ACC plans incentives for safer workplaces

The Government plans to introduce a range of incentives to help business owners focus on improved safety management and make workplaces safer.

ACC Minister Judith Collins says new motor vehicle account levy classes for goods and service vehicles would better reflect the risks posed by heavier trucks that would be now levied by weight as well as fuel type.

''It's important that we recognise some forms of transport pose higher safety risks and should attract a levy rate that reflects that risk.''

The Workplace Safety Discount scheme of 10% reduction in levies would also be extended to all industries.

To qualify for the discount, companies would have to demonstrate adequate experience in health and safety systems and complete a self-assessment-based audit, she said.

Otago-Southland Employers Association chief executive John Scandrett said the association had long been active in the area of health and safety improvement.

''We not only welcome this levy reduction in the Workplace Safety Discount scheme but we are also supportive of its new wider application to all industry groups.

''Overall, the changes announced will, we think, drive a sharper business focus on truck operator best practice and will also serve to promote new thinking on general in-company health and safety awareness,'' he said.

Ms Collins said owners of light goods and services vehicles (GSVs) had been subsidising owners of heavy GSVs by $12 million per year. The new levy rates for GSVs would be based on a weight of more or less than 3.5 tonnes. That would mean a small increase in levy rates for the about 111,000 heavy trucks on the roads and a reduction in levies for the 341,000 light vehicles.

''This is a much fairer and more accurate way to set the levies.''

Truck owners with good safety management standards would be able to reduce their levies by meeting audited standards for fleet management systems and performance, Ms Collins said.

The minister also announced that ACC levies would remain unchanged for the 2013-14 financial year.

Levies were reduced in 2012-13 by $630 million, with a 22% reduction in the work account and a 17% reduction in the earners account. Average work account levies were now at a historic low.

There was scope for further levy reductions in the medium term but the Government needed to have the confidence that reductions were stable and sustainable. That had not always been the case, Ms Collins said.

Mr Scandrett believed there was already scope for a reduction.

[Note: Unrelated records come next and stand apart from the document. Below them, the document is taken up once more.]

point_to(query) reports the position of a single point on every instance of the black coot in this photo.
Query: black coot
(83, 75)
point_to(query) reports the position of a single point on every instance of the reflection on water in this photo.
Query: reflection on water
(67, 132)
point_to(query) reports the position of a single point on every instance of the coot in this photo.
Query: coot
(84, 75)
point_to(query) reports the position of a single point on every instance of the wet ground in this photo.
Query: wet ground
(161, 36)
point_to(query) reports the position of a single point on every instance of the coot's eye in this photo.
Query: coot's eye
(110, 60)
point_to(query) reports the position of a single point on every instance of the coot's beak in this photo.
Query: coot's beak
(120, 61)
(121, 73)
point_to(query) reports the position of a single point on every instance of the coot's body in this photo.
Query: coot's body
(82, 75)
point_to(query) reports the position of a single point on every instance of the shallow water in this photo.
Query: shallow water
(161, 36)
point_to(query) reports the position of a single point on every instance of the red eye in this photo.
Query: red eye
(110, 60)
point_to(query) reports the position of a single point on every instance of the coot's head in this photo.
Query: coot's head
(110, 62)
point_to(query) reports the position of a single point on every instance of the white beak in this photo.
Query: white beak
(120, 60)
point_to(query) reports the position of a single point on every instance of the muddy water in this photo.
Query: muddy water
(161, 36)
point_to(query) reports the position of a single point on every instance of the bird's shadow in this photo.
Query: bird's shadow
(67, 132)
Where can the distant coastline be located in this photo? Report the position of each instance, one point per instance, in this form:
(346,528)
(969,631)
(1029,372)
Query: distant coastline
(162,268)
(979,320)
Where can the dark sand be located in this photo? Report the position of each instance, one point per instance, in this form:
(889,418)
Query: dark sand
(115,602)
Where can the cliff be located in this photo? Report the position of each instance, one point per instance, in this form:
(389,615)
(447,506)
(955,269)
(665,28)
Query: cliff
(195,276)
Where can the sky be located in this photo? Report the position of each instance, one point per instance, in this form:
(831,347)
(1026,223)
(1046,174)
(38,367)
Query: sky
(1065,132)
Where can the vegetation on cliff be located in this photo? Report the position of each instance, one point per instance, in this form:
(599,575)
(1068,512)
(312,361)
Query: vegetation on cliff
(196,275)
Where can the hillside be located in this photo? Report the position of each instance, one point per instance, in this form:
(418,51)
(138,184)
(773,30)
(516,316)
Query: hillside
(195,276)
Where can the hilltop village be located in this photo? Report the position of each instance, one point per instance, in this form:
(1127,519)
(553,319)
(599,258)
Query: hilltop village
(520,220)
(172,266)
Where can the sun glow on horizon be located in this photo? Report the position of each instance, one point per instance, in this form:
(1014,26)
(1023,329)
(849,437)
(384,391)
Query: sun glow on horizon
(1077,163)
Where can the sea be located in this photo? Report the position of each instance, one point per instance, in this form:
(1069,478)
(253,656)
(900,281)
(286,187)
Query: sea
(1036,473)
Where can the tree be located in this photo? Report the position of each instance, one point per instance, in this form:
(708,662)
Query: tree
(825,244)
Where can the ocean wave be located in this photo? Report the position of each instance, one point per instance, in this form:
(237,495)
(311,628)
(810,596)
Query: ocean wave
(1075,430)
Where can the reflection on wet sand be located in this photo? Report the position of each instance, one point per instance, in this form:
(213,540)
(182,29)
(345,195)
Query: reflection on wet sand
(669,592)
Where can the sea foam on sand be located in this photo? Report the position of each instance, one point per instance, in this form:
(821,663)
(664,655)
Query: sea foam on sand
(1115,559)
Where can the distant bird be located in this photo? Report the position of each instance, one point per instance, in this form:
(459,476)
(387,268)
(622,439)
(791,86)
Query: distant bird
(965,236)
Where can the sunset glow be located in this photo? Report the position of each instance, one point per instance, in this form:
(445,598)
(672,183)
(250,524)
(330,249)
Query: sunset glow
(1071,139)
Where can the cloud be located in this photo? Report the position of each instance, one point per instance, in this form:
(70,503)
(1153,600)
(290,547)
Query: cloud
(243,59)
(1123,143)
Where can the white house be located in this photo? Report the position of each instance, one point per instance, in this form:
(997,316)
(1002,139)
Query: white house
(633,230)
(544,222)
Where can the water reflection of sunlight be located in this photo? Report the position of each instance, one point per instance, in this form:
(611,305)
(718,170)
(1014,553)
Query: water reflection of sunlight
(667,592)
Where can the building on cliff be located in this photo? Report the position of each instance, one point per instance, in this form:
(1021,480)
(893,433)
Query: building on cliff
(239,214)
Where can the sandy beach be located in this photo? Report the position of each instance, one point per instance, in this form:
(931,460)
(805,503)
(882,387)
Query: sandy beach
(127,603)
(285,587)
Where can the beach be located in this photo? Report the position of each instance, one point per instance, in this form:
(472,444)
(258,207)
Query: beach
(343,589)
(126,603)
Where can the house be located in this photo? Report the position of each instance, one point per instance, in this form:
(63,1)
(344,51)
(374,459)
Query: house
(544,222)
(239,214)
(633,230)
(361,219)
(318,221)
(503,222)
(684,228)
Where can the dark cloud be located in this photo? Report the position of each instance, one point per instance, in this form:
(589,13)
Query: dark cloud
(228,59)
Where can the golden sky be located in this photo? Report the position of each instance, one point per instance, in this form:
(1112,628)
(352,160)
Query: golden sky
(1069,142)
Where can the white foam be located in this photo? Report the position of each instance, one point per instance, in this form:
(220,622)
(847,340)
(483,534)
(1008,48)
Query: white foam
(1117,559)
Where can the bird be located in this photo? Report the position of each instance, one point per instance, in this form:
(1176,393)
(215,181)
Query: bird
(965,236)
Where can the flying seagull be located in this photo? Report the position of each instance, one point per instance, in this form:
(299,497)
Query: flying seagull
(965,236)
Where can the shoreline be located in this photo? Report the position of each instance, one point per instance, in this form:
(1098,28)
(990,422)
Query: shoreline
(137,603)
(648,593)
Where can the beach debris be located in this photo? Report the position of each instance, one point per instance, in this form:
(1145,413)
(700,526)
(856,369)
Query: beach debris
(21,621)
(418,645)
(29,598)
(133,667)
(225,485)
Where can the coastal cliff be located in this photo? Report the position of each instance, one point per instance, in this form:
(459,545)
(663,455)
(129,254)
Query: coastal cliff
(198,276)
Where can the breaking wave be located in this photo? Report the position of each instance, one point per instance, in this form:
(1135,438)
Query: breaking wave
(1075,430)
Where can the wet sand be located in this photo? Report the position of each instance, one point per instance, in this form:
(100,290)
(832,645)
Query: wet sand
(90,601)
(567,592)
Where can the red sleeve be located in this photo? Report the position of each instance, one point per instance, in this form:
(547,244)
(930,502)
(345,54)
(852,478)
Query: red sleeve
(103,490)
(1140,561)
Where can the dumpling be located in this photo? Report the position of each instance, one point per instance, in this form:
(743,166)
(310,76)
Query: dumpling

''While we recognise the need to viably anchor ACC's forward operational base, and to also have the organisation thinking about smarter and more sustainable systems overall, businesses have been lobbying for what they feel are justified downward levy adjustments. Many operators will be disappointed the status quo prevails.''

As an example, there were some association members who had adopted the view the work account levy could, and would, be reasonably lowered from the $1.15 rate in the context to $1 per $100 of liable earnings, Mr Scandrett said.

At a glance
• ACC levy rates unchanged for the next financial year.
• Work account: $1.15 per $100 liable earnings.
• Earners account: $1.70 per $100 liable earnings.
• Motor vehicle account: $334.52 average levy per vehicle.
• Incentives to improve workplace safety management.